İlaç fiyat kararnamesinde depoların kademeli karlılık baremleri değişmediğinden önümüzdeki süreçte sıkıntılar yaşanabilecektir. Bazı ilaç firmalarının vadeleri kısaltmaları, bazı dağıtım kanallarının da düşük vadesinde tahsilât yapmak istemeleri eczanelerin finansal durumunu etkileyecektir. Tek alıcı olan Sosyal Güvenlik Kurumu’nun da vadesini sektörün bu durumuna göre düzenlemesi gerekmektedir.

Ecza Kooperatiflerimiz güvenle yola devam etmektedir. Ecza kooperatiflerimiz güvenli limanlarımız ve bizim ekonomik örgütlerimizdir, sahip çıkalım, destek olmaya devam edelim değerli meslektaşlarım.

 

Değerli Meslektaşlar,

Ülke olarak ve meslek olarak zorlu ve sıkıntılı süreçlerden geçtik. Bizler de iki yıllık görev süremiz boyunca meslektaşlarımızın sorunlarını gidermek için yoğun çaba sarf ettik. Ne yazık ki zorlu süreçten kaynaklı eğitimleri ve sosyal etkinlikleri yeterince yapamadık. Ülkemiz ve mesleğimiz için çalışmaya ve üretmeye devam edeceğiz. Daha çok çalışarak, üreterek daha iyi bir eczacılık için emek vereceğiz.
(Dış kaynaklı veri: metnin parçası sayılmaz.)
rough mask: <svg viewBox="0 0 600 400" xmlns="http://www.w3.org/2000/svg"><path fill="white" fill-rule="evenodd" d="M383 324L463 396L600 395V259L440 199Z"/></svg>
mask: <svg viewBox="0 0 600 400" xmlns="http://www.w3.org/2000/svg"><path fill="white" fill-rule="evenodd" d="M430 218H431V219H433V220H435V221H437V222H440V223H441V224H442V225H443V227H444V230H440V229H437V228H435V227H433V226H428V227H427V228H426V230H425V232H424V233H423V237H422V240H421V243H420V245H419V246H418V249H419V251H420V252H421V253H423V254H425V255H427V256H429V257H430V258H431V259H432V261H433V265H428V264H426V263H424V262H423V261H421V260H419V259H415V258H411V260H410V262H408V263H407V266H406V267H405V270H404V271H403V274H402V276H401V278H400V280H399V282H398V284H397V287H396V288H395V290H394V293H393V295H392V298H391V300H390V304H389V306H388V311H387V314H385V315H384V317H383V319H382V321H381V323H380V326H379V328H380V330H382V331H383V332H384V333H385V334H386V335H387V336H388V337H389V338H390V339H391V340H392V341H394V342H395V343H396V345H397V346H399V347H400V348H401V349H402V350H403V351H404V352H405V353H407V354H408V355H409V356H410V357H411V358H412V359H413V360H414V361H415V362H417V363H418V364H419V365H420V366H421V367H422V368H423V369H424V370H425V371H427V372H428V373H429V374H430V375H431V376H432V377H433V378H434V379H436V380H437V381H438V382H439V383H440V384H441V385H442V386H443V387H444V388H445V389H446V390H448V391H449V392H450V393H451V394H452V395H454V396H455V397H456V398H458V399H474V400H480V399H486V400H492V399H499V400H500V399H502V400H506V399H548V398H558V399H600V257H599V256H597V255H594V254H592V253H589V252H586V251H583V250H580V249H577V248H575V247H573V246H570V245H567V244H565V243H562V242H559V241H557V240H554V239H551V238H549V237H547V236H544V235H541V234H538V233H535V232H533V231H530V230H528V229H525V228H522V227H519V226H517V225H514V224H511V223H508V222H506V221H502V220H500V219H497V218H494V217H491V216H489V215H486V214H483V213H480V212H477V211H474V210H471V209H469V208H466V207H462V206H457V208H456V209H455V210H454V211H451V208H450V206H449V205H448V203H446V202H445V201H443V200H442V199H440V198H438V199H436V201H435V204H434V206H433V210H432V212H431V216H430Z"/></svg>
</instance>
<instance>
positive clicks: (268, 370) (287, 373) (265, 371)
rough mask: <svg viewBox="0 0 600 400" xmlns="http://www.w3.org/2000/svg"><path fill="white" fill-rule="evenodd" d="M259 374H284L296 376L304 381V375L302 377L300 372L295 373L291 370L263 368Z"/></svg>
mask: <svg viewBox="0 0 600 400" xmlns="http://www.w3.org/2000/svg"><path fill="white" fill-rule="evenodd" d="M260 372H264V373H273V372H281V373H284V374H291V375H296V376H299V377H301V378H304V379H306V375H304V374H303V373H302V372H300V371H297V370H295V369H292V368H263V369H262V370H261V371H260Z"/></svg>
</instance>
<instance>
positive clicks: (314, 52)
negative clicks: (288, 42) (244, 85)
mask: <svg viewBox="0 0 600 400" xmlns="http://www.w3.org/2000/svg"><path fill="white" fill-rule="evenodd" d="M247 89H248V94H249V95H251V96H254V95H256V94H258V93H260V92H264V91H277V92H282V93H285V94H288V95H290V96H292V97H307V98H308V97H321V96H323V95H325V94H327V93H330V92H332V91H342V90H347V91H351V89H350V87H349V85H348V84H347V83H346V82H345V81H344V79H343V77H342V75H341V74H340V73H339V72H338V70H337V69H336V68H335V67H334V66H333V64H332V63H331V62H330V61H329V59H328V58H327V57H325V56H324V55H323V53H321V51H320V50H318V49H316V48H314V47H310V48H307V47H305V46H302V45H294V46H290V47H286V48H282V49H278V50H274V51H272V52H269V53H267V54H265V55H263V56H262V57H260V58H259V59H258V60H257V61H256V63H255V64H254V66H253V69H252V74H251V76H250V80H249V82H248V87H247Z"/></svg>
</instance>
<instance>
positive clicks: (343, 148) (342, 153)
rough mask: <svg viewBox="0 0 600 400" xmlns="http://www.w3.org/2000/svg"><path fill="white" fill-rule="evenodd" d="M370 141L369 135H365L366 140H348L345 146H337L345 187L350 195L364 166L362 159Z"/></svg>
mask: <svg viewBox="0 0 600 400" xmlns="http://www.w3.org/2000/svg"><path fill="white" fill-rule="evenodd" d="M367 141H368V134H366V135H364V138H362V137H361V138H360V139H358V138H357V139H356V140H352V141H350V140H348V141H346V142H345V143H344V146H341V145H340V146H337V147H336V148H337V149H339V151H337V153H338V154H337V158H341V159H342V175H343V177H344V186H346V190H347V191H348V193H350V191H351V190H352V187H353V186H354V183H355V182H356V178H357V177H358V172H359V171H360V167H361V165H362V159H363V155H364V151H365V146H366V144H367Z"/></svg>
İki yıllık yönetim dönemimizde hatalarımız olduysa hatalar bizimdir, düzeltmeye çalışacağız. Bizlerin amacı Birlik içinde, geleceği hazırlamak. Sürdürülebilir bir eczacılık için çalışmaktayız, daha da çok çalışacağız, sorunları ve sıkıntıları hep birlikte aşacağız.

Zorlu dönemde fedakârca çalışan,katılımları ile bize destek olan kurullardaki meslektaşlarıma, temsilci ve temsilci yardımcısı meslektaşlarıma, denetçi eczacılarımıza, komisyonlarda çalışan meslektaşlarıma, Odamızın ve İktisadi İşletmemizin personeline teşekkür ediyor, saygılar sunuyorum.